The church is constructed of dressed Chilmark limestone ashlar and rubble stone with some flint. The roofs are tiled with ceramic ridge cresting. The plan is oriented approximately west to east and comprises a three-bay nave with a south aisle, south porch, west tower, two-bay chancel, and north vestry.

The 15th-century west tower is of three stages with string courses and diagonal buttresses. The moulded pointed west doorway has king mask terminals to the hoodmould and dates to the 19th century. Above it is a 19th-century three-light window with reticulated tracery. The north side has an arrowloop to the second stage, while the south side bears a gilded circular clockface. The bellstage has one- and two-light Perpendicular windows with louvres, and a string course leads to the battlemented parapet. The west window to the nave is of three lights with reticulated tracery.

The 19th-century gabled south porch has diagonal buttresses, a coped verge, and side walls with cusped ogee lancets. Its Tudor-arched doorway contains a planked door with ornamental hinges. The south aisle has one two-light pointed window with ogee lights to the left of the porch and two to the right. Its east end has a two-light Perpendicular-style window with a recessed quatrefoil over and a diagonal buttress. The north side of the nave has three 19th-century two-light pointed windows, and an ashlar stack is attached to the west buttress. The gabled vestry has a shouldered planked door to the east and a pair of shouldered lights to the north side. The chancel has diagonal buttresses. Its north side has two lancets and the south has a single lancet, all 19th-century. The east end has a 19th-century Perpendicular window of three lights with a hoodmould. In the gable above are datestones inscribed with WL/1807 and IM/1622.

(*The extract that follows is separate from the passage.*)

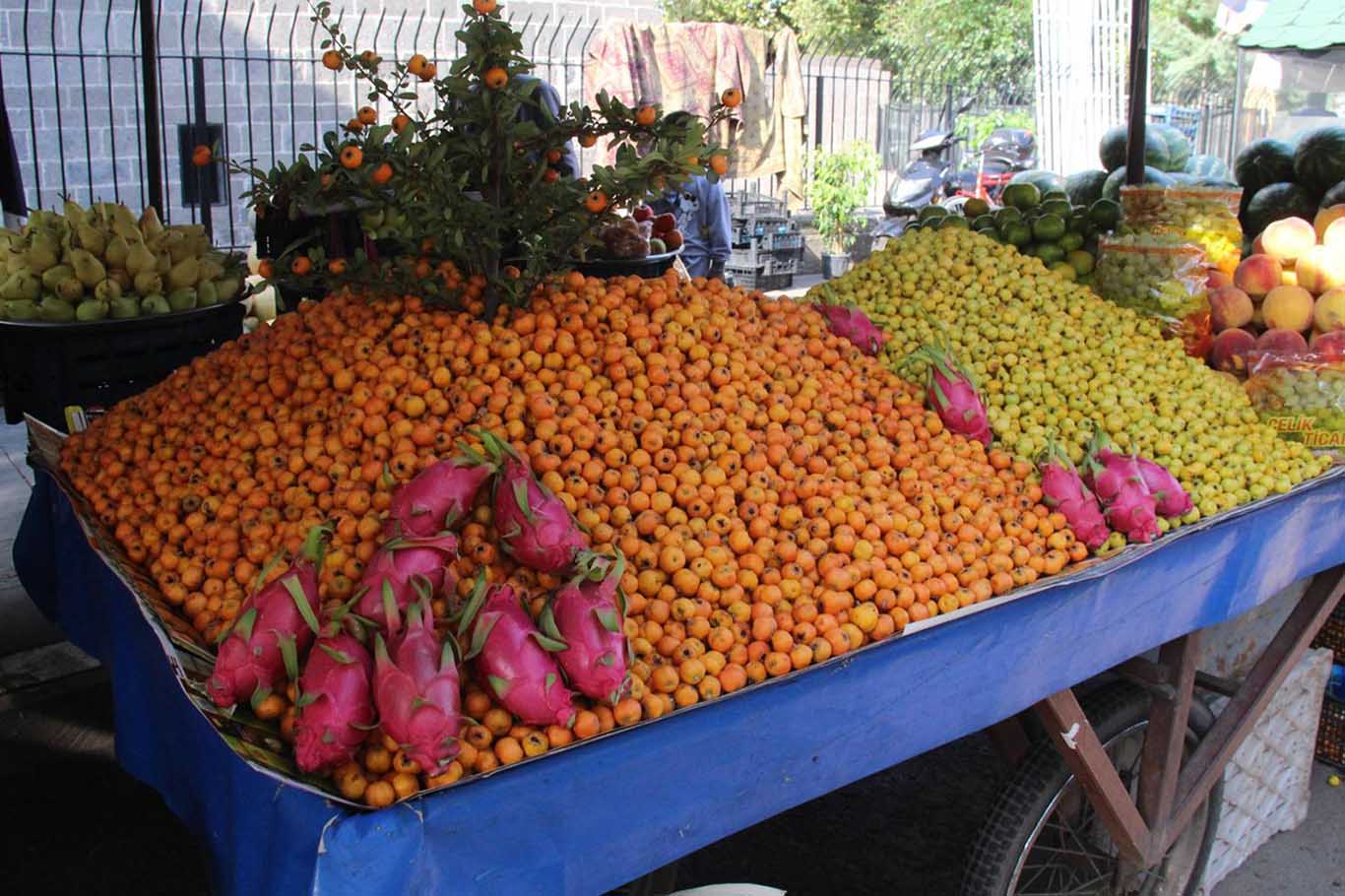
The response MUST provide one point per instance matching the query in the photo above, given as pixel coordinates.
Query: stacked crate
(767, 242)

The three-bay south arcade is 19th-century with plain chamfered pointed arches on cylindrical piers with moulded capitals. The nave has a tiled floor with cast-iron heating grilles. The seating, including the choir stalls, appears to be Wyatt's, though that to the nave and aisle was somewhat rearranged by Lingen Barker. The organ pipes are set in a pointed chamfered archway to the south chapel.

The transitional pointed chancel arch is 12th-century with keel-moulded shafts, crocketed capitals and square abaci. The north-east capital has vine carving, with a roll-moulded arch with scroll-carved ornament around the top. The chancel has a 19th-century stone reredos with interlaced arcading; its upper part was cut away in 1913, probably to reveal the east window. The chancel floor is laid with polychrome tiles, and its altar incorporates pulpit panels from the Church of St Mary, Oxford, brought here by James Ingram. Both the nave and chancel have deep arch-braced collar trusses resting on stone corbels; those in the chancel are carved as angels. The aisle has an arch-braced collared roof, and the south chapel has a plain rafter roof.

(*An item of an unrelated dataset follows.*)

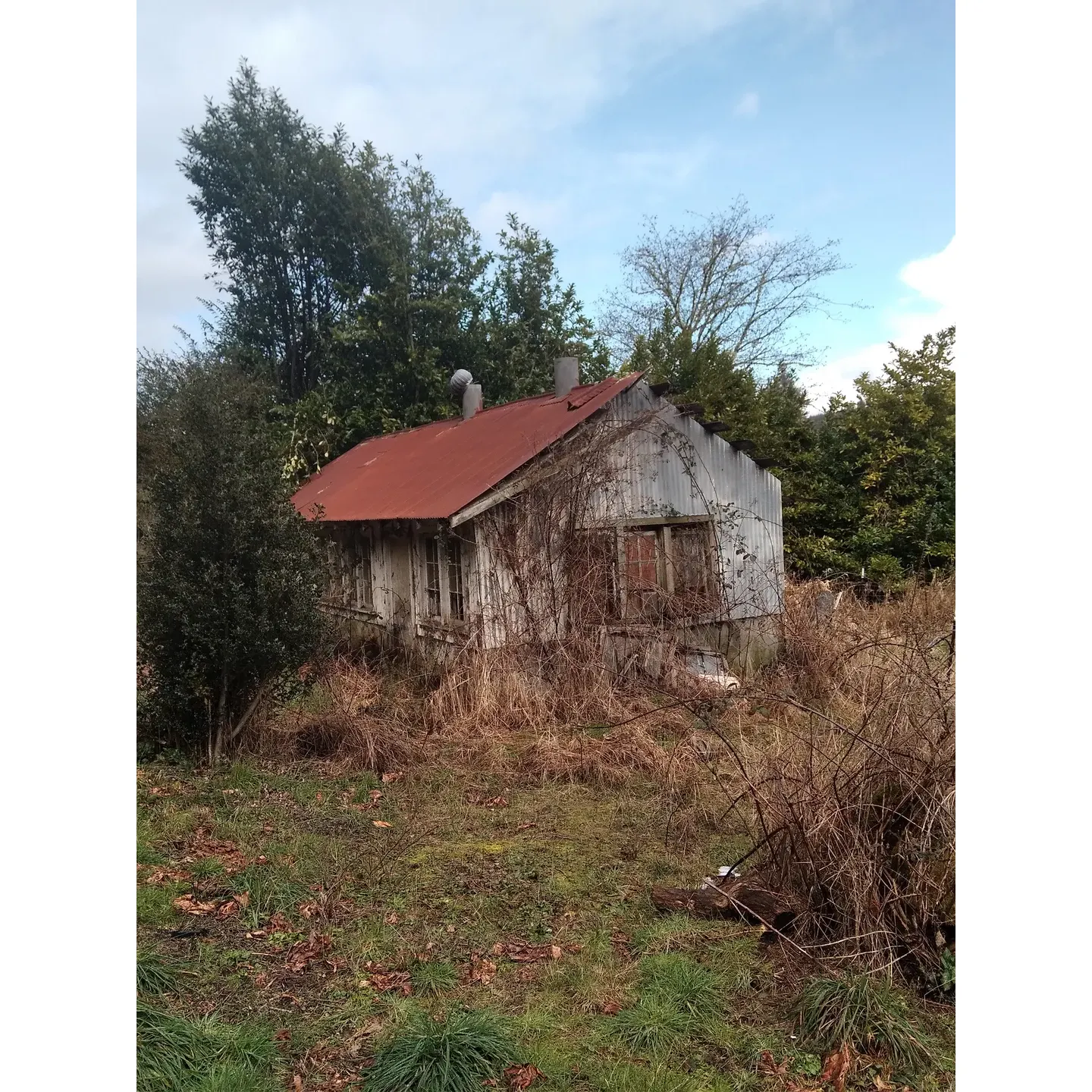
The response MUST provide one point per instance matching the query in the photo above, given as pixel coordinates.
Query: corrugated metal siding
(673, 466)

The principal fittings include a 12th-century cylindrical stone font with roll mouldings, possibly recut, on a short columnar stem with a later base. A Jacobean polygonal carved wooden pulpit has 19th-century back panels and a sounding board, reset on a 19th-century stone plinth. The stained glass includes a two-light aisle window of 1844, possibly coloured by James Ingram; a commemorative window of 1898 celebrating Queen Victoria's golden jubilee; and unsigned glass of 1910 in the east window. In the south chapel is part of an early 17th-century stone monument probably erected to commemorate Sir John Mompesson (died 1584). It has two round arches and composite columns to a carved frieze and cornice with the Mompesson arms in panels below. In the tower is a stone and slate memorial tablet with floral drops and gadrooned apron and a scrolled pediment with torch to John Ingram, died 1785, and a Gothic stone tablet over the south door to Jacobus Ingram, died 1844.